Graham Gardiner

Personal information
- Nickname: Greenthumbs

Sport
- Sport: Rowing
- Club: Glebe Rowing Club Drummoyne Rowing Club Balmain Rowing Club

Medal record
Men's rowing
Representing Australia
World Rowing Championships
| Gold medal – first place | 1980 Hazewinkel | LM4- |
| Gold medal – first place | 1981 Munich | LM4- |

= Graham Gardiner =

Australian rower

Graham Gardiner is an Australian former lightweight rower. He is a two-time World Champion.

==Club and state rowing==
Gardiner's commenced his senior rowing with the Glebe Rowing Club and competed in a men's junior 4+ at the 1979 Australian Rowing Championships. The following year he shifted to the Drummoyne Rowing Club in Sydney and won two national titles - the lightweight M2- with Clyde Hefer and the lightweight M4- with Hefer, Michael Smith and Graeme Wearne. In 1981 in those same two crews Gardiner again raced for those national titles but this time representing the Balmain Rowing Club and both to 2nd place.

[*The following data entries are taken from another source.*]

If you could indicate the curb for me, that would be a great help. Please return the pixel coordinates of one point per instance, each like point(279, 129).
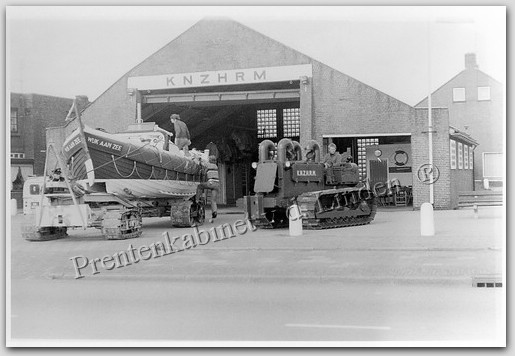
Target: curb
point(445, 281)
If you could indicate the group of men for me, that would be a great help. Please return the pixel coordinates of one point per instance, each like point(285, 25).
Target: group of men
point(210, 170)
point(183, 140)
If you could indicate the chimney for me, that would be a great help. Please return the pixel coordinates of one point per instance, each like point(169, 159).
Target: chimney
point(470, 61)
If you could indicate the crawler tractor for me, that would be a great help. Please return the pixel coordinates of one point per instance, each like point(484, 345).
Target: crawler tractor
point(326, 197)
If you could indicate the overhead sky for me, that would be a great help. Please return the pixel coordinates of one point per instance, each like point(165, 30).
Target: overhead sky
point(402, 51)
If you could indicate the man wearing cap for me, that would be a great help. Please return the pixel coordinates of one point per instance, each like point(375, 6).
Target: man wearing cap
point(332, 158)
point(213, 184)
point(57, 175)
point(182, 134)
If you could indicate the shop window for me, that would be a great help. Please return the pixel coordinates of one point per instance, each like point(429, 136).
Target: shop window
point(471, 157)
point(267, 123)
point(362, 154)
point(17, 155)
point(483, 93)
point(453, 154)
point(291, 122)
point(460, 155)
point(458, 94)
point(14, 120)
point(465, 156)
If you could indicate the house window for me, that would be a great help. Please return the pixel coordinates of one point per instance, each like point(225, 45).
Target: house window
point(267, 123)
point(493, 165)
point(453, 154)
point(471, 157)
point(458, 94)
point(465, 156)
point(291, 122)
point(17, 155)
point(14, 120)
point(483, 93)
point(460, 155)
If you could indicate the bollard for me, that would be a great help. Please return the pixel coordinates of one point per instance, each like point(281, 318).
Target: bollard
point(295, 218)
point(427, 223)
point(14, 207)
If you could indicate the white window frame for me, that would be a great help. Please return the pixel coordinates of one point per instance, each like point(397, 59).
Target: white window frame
point(459, 95)
point(483, 94)
point(465, 156)
point(471, 157)
point(453, 154)
point(460, 155)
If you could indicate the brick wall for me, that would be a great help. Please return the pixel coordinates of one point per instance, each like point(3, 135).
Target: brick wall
point(461, 181)
point(420, 152)
point(343, 105)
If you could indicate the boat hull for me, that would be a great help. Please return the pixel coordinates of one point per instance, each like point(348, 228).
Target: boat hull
point(119, 159)
point(140, 189)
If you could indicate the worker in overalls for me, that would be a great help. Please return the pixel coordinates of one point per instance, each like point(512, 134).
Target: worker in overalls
point(212, 183)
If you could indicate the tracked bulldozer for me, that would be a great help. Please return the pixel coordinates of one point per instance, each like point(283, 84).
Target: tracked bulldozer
point(326, 197)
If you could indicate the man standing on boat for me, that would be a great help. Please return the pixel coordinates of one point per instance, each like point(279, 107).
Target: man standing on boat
point(213, 183)
point(182, 134)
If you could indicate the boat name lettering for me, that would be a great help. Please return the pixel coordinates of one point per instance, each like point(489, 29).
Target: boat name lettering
point(305, 173)
point(72, 144)
point(106, 144)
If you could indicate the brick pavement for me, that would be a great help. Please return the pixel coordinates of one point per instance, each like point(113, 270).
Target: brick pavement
point(389, 250)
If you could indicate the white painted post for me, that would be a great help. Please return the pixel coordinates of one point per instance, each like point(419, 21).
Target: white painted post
point(295, 220)
point(427, 224)
point(14, 207)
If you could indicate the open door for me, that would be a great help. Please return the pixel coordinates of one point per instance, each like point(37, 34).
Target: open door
point(378, 172)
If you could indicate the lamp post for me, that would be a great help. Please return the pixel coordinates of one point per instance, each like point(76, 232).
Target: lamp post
point(430, 116)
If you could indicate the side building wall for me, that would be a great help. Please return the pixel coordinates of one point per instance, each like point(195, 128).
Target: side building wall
point(441, 151)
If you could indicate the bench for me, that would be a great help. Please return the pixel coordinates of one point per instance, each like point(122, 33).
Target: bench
point(479, 198)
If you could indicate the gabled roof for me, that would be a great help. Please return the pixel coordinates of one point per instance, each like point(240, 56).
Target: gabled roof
point(303, 57)
point(453, 78)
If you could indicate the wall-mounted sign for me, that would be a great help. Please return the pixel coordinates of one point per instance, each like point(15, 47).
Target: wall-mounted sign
point(222, 77)
point(400, 158)
point(403, 169)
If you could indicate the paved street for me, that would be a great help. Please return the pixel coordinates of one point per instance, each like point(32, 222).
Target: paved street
point(182, 311)
point(380, 282)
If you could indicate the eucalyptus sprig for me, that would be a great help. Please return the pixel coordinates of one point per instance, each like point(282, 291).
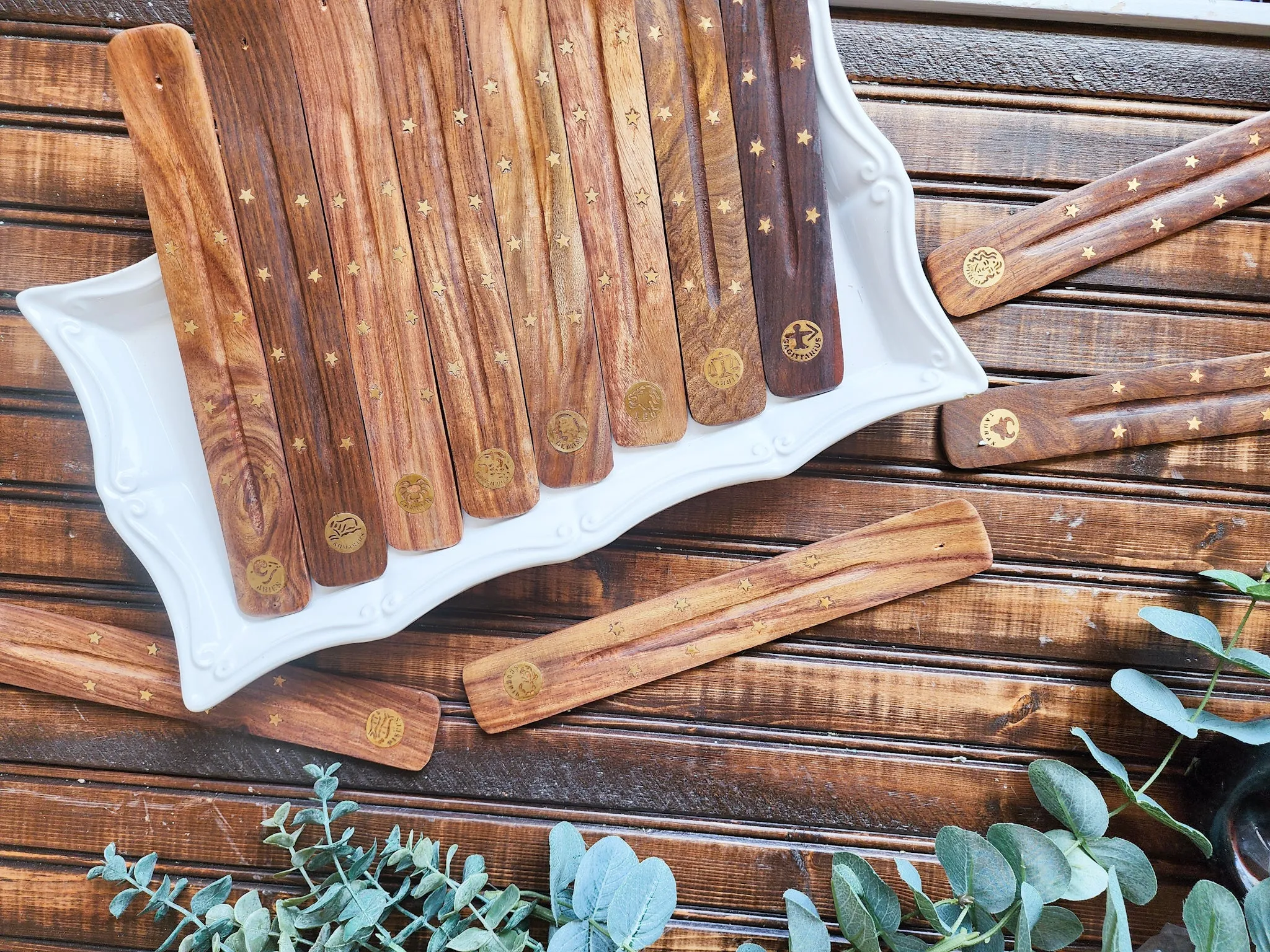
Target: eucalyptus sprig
point(375, 899)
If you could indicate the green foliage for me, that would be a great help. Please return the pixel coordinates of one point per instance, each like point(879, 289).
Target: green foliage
point(1009, 881)
point(375, 897)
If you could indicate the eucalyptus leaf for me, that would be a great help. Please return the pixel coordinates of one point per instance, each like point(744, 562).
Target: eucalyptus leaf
point(1109, 763)
point(1214, 919)
point(1089, 879)
point(858, 926)
point(1251, 660)
point(808, 932)
point(601, 871)
point(928, 909)
point(1037, 861)
point(977, 868)
point(567, 851)
point(1116, 922)
point(1253, 733)
point(1185, 626)
point(579, 937)
point(1152, 699)
point(1137, 878)
point(1152, 809)
point(1256, 908)
point(1070, 796)
point(213, 894)
point(879, 899)
point(1236, 580)
point(120, 904)
point(643, 906)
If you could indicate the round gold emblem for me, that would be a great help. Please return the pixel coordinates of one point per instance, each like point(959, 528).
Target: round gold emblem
point(802, 340)
point(346, 532)
point(723, 368)
point(984, 267)
point(567, 431)
point(266, 574)
point(1000, 428)
point(644, 402)
point(522, 681)
point(494, 469)
point(413, 493)
point(385, 728)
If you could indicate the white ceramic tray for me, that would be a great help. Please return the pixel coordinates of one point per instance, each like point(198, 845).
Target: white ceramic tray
point(115, 338)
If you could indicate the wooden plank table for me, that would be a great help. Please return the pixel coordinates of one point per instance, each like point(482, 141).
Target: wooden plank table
point(869, 733)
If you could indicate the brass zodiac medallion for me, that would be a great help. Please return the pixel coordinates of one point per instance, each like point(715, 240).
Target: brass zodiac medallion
point(266, 574)
point(723, 368)
point(413, 493)
point(1000, 428)
point(567, 431)
point(984, 267)
point(346, 532)
point(644, 402)
point(802, 340)
point(494, 469)
point(522, 681)
point(385, 728)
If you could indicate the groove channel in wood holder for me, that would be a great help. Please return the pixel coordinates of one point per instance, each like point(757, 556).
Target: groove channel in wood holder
point(548, 286)
point(436, 133)
point(734, 612)
point(615, 182)
point(686, 75)
point(294, 284)
point(361, 193)
point(1145, 203)
point(191, 214)
point(1109, 412)
point(783, 178)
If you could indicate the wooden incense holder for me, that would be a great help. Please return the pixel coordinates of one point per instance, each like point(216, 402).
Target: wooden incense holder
point(548, 287)
point(60, 655)
point(727, 615)
point(436, 133)
point(357, 173)
point(1096, 223)
point(1109, 412)
point(783, 179)
point(171, 123)
point(283, 234)
point(686, 75)
point(601, 81)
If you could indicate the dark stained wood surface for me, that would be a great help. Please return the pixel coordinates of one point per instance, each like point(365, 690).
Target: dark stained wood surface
point(745, 775)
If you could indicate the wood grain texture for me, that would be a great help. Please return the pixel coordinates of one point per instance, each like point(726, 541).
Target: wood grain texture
point(1100, 221)
point(1109, 412)
point(774, 102)
point(361, 193)
point(171, 122)
point(686, 76)
point(381, 723)
point(436, 133)
point(602, 84)
point(732, 614)
point(283, 235)
point(548, 283)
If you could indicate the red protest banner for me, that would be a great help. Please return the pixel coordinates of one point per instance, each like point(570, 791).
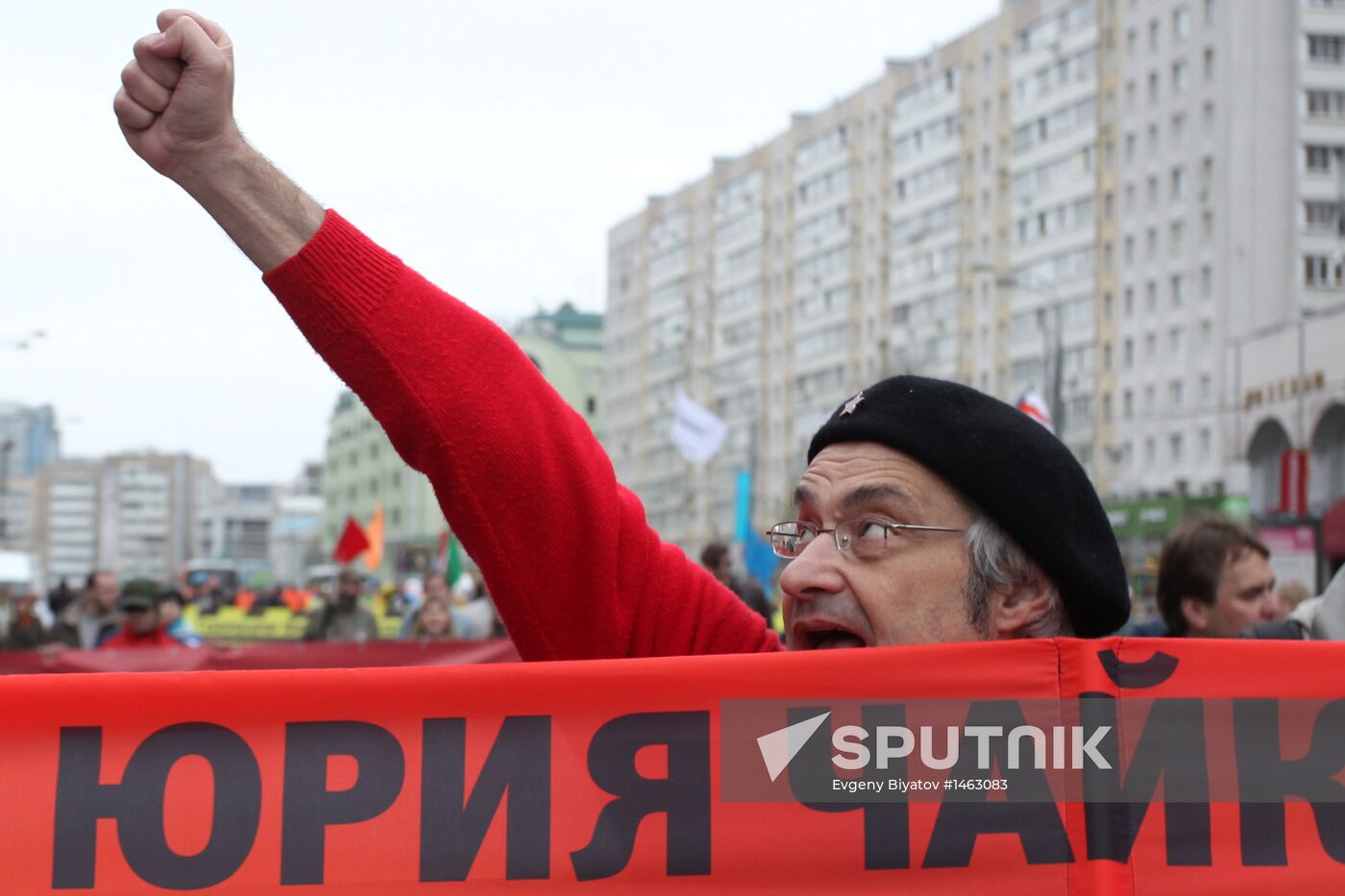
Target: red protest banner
point(611, 775)
point(261, 655)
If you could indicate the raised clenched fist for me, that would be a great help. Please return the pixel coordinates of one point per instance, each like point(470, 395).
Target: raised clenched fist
point(175, 104)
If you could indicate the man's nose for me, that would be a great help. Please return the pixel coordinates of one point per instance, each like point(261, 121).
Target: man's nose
point(816, 570)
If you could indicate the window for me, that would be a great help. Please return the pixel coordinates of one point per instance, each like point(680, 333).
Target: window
point(1321, 271)
point(1320, 214)
point(1320, 157)
point(1327, 104)
point(1327, 49)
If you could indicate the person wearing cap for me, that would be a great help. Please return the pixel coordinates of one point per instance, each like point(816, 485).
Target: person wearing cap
point(91, 619)
point(143, 626)
point(171, 603)
point(928, 512)
point(343, 618)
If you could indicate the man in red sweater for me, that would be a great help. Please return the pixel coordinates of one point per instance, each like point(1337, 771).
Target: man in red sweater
point(928, 512)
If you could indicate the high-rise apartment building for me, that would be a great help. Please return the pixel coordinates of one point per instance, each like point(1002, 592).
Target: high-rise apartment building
point(1098, 200)
point(29, 437)
point(134, 514)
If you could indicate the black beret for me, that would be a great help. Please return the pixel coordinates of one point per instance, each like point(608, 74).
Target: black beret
point(1011, 467)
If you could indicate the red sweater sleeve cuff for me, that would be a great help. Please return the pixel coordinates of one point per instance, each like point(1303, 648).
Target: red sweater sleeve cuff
point(340, 265)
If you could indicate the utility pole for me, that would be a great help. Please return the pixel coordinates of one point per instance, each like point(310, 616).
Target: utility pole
point(4, 486)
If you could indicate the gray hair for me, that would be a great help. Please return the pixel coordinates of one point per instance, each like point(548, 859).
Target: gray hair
point(998, 563)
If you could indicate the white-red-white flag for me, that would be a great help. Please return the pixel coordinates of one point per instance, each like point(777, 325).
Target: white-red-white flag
point(1036, 406)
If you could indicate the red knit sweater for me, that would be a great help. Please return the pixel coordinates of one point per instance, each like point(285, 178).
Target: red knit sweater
point(575, 569)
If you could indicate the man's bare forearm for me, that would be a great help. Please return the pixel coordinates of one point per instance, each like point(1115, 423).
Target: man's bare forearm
point(261, 210)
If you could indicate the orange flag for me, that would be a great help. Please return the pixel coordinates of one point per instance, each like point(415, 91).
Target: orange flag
point(374, 532)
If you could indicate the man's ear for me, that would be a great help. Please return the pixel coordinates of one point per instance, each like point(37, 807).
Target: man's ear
point(1197, 614)
point(1015, 608)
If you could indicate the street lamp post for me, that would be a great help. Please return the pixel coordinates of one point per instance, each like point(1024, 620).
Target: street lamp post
point(1052, 341)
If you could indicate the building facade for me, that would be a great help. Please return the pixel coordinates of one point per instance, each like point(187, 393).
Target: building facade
point(235, 525)
point(1103, 201)
point(134, 514)
point(29, 437)
point(567, 346)
point(363, 472)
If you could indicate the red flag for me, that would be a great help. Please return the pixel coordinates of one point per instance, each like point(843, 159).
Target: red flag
point(374, 536)
point(352, 544)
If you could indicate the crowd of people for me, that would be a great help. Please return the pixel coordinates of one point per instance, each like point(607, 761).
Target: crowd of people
point(928, 512)
point(143, 613)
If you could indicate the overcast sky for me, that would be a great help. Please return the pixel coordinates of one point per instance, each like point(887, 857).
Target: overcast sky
point(488, 144)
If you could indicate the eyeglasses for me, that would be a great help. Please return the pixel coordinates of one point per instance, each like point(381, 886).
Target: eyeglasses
point(863, 539)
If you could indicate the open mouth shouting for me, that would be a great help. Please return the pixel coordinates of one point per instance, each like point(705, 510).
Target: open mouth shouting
point(823, 634)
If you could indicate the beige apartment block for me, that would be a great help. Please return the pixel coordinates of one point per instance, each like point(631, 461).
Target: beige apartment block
point(1103, 201)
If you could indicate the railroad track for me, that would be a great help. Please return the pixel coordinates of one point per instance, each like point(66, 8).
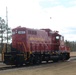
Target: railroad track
point(73, 58)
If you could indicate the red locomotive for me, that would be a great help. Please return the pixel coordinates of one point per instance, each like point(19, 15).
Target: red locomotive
point(32, 46)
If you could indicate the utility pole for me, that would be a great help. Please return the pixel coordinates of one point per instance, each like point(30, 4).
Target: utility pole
point(7, 27)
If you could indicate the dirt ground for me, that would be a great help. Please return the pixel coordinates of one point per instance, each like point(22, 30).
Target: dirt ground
point(63, 68)
point(60, 68)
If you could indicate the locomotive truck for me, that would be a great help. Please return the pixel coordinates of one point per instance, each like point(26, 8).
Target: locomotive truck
point(32, 46)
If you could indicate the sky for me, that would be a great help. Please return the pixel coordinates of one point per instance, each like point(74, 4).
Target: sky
point(57, 15)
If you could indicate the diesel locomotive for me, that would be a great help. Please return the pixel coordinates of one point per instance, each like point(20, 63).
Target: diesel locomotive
point(32, 46)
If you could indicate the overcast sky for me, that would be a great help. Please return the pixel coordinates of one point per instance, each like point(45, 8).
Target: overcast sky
point(54, 14)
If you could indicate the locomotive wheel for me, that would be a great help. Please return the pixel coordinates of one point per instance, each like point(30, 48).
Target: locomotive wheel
point(37, 60)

==National representative rowing==
Gardiner was selected for Australian representative honours in a LM4- for the 1980 World Rowing Championships in Hazewinkel - a lightweight only championship being an Olympic year. With Hefer he'd vied for top national honours throughout 1980 against the Victorian pair of Charles Bartlett and Simon Gillett. New Australian National Coaching Director Reinhold Batschi had introduced a small boat racing selection methodology and the choice of the two competitively matched pairs to comprise the Australian IV was clear. The crew took the gold medal and won Australia's second lightweight World Championship title. The following year in the same crew Gardiner raced at the 1981 World Rowing Championships in Munich and they successfully defended their title.